Maattrraan collected ₹69.20 lakh in the UK and ₹86.11 lakh in the United States in the opening weekend. The film overall collected ₹1.08 crore, and ₹1 crore in UK and the US, respectively. The film also collected US$1,124,812 from Malaysia box office.

== Accolades ==

| Award | Category | Nominee | Result | Ref. |
| 7th Vijay Awards | Best Actor | Suriya | Nominated |  |
| Best Art Director | Rajeevan | Nominated |
| Best Stunt Director | Peter Hein | Nominated |
| Favorite Hero | Suriya | Nominated |
| 2nd South Indian International Movie Awards | Best Director | K. V. Anand | Nominated |  |
| Best Actor | Suriya | Nominated |
| Best Actor in a Negative Role | Sachin Khedekar | Nominated |
| Best Fight Choreographer | Peter Hein | Nominated |
| Best Dance Choreographer | Brinda – "Rettai Kathire" | Nominated |
| 10th BAF Awards | Special Jury Award for Best VFX |  |  |  |

== Plagiarism allegations ==
When Maattrraan was touted to be the first Indian film based on conjoined twins, it created a stir after two other films with the same concept – Chaarulatha and Iruvan, were announced later.
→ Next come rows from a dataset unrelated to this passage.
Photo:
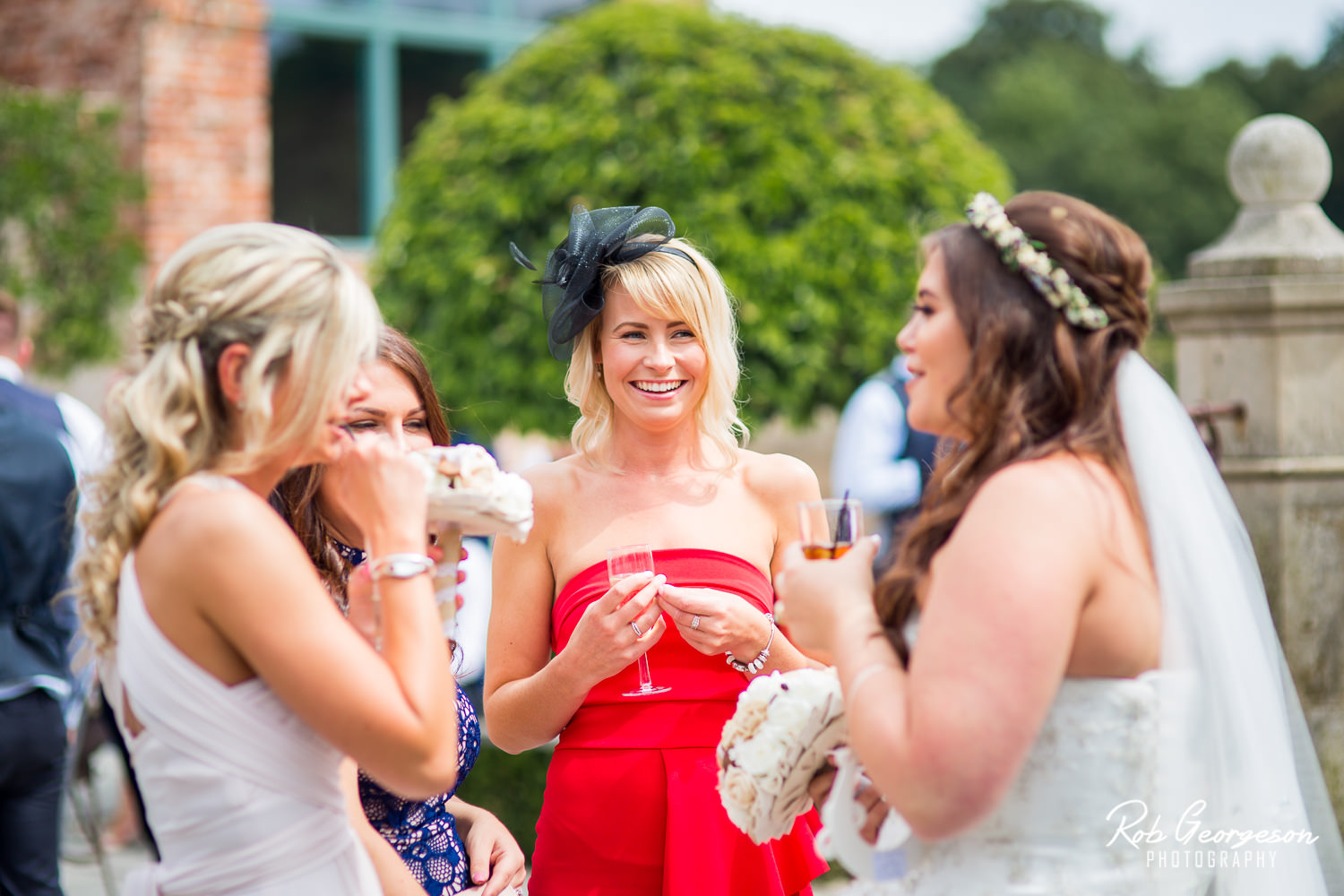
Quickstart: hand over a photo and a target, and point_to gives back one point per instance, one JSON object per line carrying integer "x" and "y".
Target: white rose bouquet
{"x": 774, "y": 743}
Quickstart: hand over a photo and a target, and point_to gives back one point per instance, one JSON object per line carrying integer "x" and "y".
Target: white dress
{"x": 1055, "y": 831}
{"x": 242, "y": 796}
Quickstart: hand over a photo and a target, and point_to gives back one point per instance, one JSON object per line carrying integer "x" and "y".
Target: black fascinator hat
{"x": 572, "y": 284}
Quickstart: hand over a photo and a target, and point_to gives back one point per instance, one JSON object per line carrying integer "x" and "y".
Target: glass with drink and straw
{"x": 623, "y": 563}
{"x": 831, "y": 527}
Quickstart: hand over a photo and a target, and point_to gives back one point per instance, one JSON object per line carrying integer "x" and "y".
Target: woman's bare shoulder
{"x": 777, "y": 477}
{"x": 1058, "y": 490}
{"x": 201, "y": 527}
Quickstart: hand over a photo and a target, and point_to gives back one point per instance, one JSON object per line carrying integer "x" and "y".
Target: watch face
{"x": 402, "y": 567}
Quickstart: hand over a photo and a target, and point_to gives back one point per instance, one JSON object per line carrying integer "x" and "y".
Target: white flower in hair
{"x": 1034, "y": 263}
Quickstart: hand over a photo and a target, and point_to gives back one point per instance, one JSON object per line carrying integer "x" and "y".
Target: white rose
{"x": 511, "y": 495}
{"x": 789, "y": 713}
{"x": 749, "y": 718}
{"x": 738, "y": 791}
{"x": 760, "y": 755}
{"x": 476, "y": 468}
{"x": 812, "y": 685}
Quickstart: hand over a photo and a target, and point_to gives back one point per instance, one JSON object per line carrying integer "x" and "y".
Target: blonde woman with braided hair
{"x": 234, "y": 677}
{"x": 1069, "y": 681}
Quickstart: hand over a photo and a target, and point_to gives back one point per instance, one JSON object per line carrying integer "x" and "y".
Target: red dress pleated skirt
{"x": 632, "y": 804}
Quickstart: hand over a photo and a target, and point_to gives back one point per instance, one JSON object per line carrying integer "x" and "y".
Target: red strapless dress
{"x": 632, "y": 804}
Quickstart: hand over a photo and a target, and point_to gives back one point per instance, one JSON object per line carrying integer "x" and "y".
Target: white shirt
{"x": 88, "y": 443}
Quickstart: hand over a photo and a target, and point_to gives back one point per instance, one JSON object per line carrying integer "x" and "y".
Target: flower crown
{"x": 1030, "y": 260}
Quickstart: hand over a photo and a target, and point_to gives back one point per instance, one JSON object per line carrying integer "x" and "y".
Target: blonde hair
{"x": 280, "y": 290}
{"x": 666, "y": 285}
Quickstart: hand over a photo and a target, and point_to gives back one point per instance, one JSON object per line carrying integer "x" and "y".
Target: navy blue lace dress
{"x": 425, "y": 833}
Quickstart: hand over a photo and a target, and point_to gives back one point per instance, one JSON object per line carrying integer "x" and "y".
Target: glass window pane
{"x": 547, "y": 8}
{"x": 449, "y": 5}
{"x": 317, "y": 4}
{"x": 316, "y": 123}
{"x": 426, "y": 74}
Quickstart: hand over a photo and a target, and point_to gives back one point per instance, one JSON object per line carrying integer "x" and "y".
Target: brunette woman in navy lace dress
{"x": 441, "y": 845}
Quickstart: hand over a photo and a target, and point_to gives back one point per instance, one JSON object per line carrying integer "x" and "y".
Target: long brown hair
{"x": 1037, "y": 384}
{"x": 296, "y": 495}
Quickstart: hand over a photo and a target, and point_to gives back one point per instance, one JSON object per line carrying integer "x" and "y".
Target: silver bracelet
{"x": 400, "y": 565}
{"x": 755, "y": 665}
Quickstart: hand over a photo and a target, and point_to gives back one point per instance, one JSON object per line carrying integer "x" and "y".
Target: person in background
{"x": 878, "y": 458}
{"x": 440, "y": 845}
{"x": 85, "y": 429}
{"x": 37, "y": 485}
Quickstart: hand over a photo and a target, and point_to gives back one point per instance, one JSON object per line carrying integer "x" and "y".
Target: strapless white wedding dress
{"x": 1055, "y": 831}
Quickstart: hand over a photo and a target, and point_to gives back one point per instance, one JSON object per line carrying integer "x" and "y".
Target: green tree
{"x": 806, "y": 169}
{"x": 64, "y": 245}
{"x": 1066, "y": 115}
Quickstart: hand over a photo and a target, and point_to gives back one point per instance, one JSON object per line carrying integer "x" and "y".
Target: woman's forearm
{"x": 529, "y": 712}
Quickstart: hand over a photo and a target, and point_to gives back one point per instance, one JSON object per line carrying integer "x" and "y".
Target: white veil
{"x": 1244, "y": 745}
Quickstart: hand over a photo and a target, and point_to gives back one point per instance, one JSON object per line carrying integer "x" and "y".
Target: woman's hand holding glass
{"x": 819, "y": 598}
{"x": 604, "y": 640}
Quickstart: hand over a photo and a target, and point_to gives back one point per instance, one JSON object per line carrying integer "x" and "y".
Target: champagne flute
{"x": 623, "y": 563}
{"x": 830, "y": 528}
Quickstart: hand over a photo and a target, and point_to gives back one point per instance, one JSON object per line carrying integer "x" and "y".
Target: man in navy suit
{"x": 37, "y": 497}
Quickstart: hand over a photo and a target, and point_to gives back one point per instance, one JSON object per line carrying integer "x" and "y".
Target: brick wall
{"x": 206, "y": 117}
{"x": 193, "y": 81}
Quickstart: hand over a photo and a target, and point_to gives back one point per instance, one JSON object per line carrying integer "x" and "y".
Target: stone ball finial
{"x": 1279, "y": 159}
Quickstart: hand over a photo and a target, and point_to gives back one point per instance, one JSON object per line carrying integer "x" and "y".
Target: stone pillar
{"x": 193, "y": 81}
{"x": 1261, "y": 323}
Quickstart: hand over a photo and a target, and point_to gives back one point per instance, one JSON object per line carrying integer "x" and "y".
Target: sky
{"x": 1185, "y": 38}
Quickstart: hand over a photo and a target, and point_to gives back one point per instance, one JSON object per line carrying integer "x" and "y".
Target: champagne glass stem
{"x": 645, "y": 678}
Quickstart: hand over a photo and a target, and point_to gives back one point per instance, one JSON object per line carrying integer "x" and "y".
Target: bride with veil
{"x": 1069, "y": 683}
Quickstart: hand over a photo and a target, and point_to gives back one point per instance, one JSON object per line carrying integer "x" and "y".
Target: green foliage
{"x": 511, "y": 788}
{"x": 1040, "y": 86}
{"x": 64, "y": 246}
{"x": 806, "y": 169}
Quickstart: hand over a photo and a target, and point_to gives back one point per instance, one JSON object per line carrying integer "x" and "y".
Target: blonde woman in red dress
{"x": 631, "y": 802}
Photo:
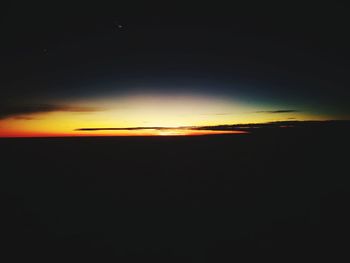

It was reported to have shared the same storyline as Chaarulatha, but Anand denied the reports and said, "After reading such reports, I watched the original version (Charulatha was based on 2007 Thai movie Alone). There isn't any connection between the two movies, except for the fact that the protagonists are conjoined twins." Later reports claimed that the film was inspired by another conjoined twins-themed film Stuck on You (2003), with the posters of both films also being described as similar to each other. Suriya denied this and said, "I have been seeing comments and links on social networking sites saying that Maattrraan is based on some world movie. Only after seeing those links, I came to know that such a film even exists!"

== Legacy ==
Vivek and Cell Murugan pretend to be conjoined twins in Killadi (2015) inspired by Akhilan and Vimalan from the film. The song "Rettai Kathirae" is reused. An internet meme began trending on social media platforms in late May 2020, in which Suriya's films were coincided with real life incidents, that happened around the world. Here, Russia's ban in 2018 Winter Olympics, was predicted in the film.